9 avril 2012

Artéfact de la compétence 13

Voici un article fort intéressant qui traite de la formation des maîtres pour ce qui est de la pluriethnicité.

On aborde de long en large le paradoxe que vivent les enseignants face aux changements continuels dans la société et qui doivent malgré tout être abordés dans leur pratique enseignante. Est-ce un coup d'envoie pour une nouvelle réforme? À voir...



http://www.erudit.org.proxy.bibliotheques.uqam.ca:2048/revue/rse/2007/v33/n1/016187ar.pdf

Compétence 13

S'approprier la réalité pluriethnique de la société québécoise et de l'école montréalaise, se sentir réellement concerné dans ses actions pédagogiques, développer les compétences de l'éducation interculturelle.

À mes yeux, la réalité pluriethnique est comme l’éthique : non négociable. Il va de soi qu’un enseignant doit s’approprier cette réalité et se sentir concerné! Durant ma formation universitaire, j’ai eu un cours portant sur la pluriethnicité et c’était une excellente façon de nous faire découvrir les différentes cultures. Le fait de comprendre plutôt que de juger est très important pour moi. Personnellement, dans ma famille, il y a des membres qui n’ont pas la même nationalité que moi et je trouve ça très enrichissant. Dans les classes, c’est la même chose, mais en plus grand quantité! Je me considère chanceuse de pouvoir vivre ce partage culturel au quotidien avec des enfants.

D’ailleurs, comme je fais présentement mon stage dans une école internationale, plus de la moitié de mes élèves proviennent de différents pays. Contrairement à ce que plusieurs pensent, je n’ai pas vraiment à m’accommoder. Les parents sont très ouverts à notre culture et ils ont une grande compréhension. C’est pourquoi de mon côté, je fais de même en m’intéressant à leur culture sous différents angles. Je pense que le fait de laisser de la place à ces enfants en leur posant des questions en grand groupe les valorise dans leur culture maternelle. Tous les autres enfants écoutent attentivement et veulent partager à leur tour, même les Québécois! J’aime beaucoup cet aspect de plus en plus présent dans nos écoles. Évidemment, je ne vis pas la réalité montréalaise puisque j’enseigne sur la Rive-Sud, mais n’empêche que la pluriethnicité fait partie de mon enseignement.

12 mars 2012

Artéfact de la compétence 7

Qui dit intégration, dit plan d'intervention, mais aussi AQETA!
L'Association québécoise des troubles d'apprentissage est une organisation qui permet d'assurer l'égalité des chances pour les personnes présentant un trouble d'apprentissage. Celles-ci peuvent ainsi se développer et contribuer au développement de la société, au même titre que tout autre citoyen.

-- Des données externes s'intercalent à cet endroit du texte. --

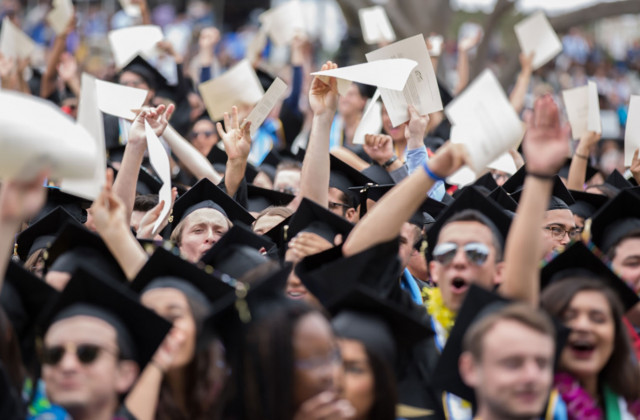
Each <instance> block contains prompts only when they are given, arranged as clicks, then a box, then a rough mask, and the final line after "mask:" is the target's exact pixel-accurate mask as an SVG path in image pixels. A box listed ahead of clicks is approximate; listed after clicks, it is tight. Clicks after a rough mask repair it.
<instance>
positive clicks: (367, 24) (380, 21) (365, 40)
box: [358, 6, 396, 45]
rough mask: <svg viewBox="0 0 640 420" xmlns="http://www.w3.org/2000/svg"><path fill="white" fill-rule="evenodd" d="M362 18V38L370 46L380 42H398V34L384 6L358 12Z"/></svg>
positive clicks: (367, 9)
mask: <svg viewBox="0 0 640 420" xmlns="http://www.w3.org/2000/svg"><path fill="white" fill-rule="evenodd" d="M358 17H359V18H360V27H361V28H362V37H363V38H364V42H366V43H367V44H369V45H375V44H378V43H380V42H393V41H395V40H396V34H395V32H393V27H392V26H391V22H390V21H389V17H388V16H387V12H385V10H384V7H382V6H373V7H367V8H364V9H360V10H358Z"/></svg>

L'AQETA propose un congrès annuel qui touche particulièrement les professionnels en éducation et propose également des services hors pairs.


http://aqeta.qc.ca/


À voir!

Compétence 7

Adapter ses interventions aux besoins et aux caractéristiques des élèves présentant des difficultés d’apprentissage, d’adaptation ou un handicap.

Durant ma formation au baccalauréat, j’ai eu la chance d’avoir des cours traitant uniquement l’intégration des élèves présentant des troubles quelconques. Je pense qu’il est primordial d’être bien outillé pour travailler avec cette classe d’élèves vu leurs besoins spécifiques. D’ailleurs, un point culminant dans ce travail est le partenariat avec les intervenants qualifiés. De la TES à l’orthopédagogue en passant par la psycho-éducatrice, chaque personne devient une ressource importante pour l’enfant. Il faut penser que nos efforts porteront fruit pour l’enfant et non pour nous. De fait, vaut mieux partager nos observations et nos idées avec nos collègues plutôt que d’essayer de changer le monde, la porte fermée!

Dans le livre de Mariette Gervais, Ces enfants trop chambardés dans le cœur, on présente des façons d’adapter ses interventions, mais surtout comment aimer ces enfants. Avant le portable spécial ou le bureau ergonomique, ces enfants ont besoin d’affection et d’attention, comme tous les autres! Plusieurs colloques pertinents le démontrent bien. C’est toujours unanime : il est possible d’intégrer ces élèves si et seulement si l’enseignant y met du cœur.

Dans mon cas, lors de mon troisième stage, j’avais une classe assez hétérogène : un trouble de comportement, cinq dyslexiques, un sourd, plusieurs qui suivaient un psychologue, etc. Pourtant, je les regardais avec les mêmes yeux que les autres. J’adaptais mes interventions, mais surtout mes exigences envers ceux-ci. Comme le climat de la classe était harmonieux face à ces différences, je n’ai jamais eu à intervenir. Je pense qu’on ne voit plus la différence lorsqu’on l’accepte vraiment.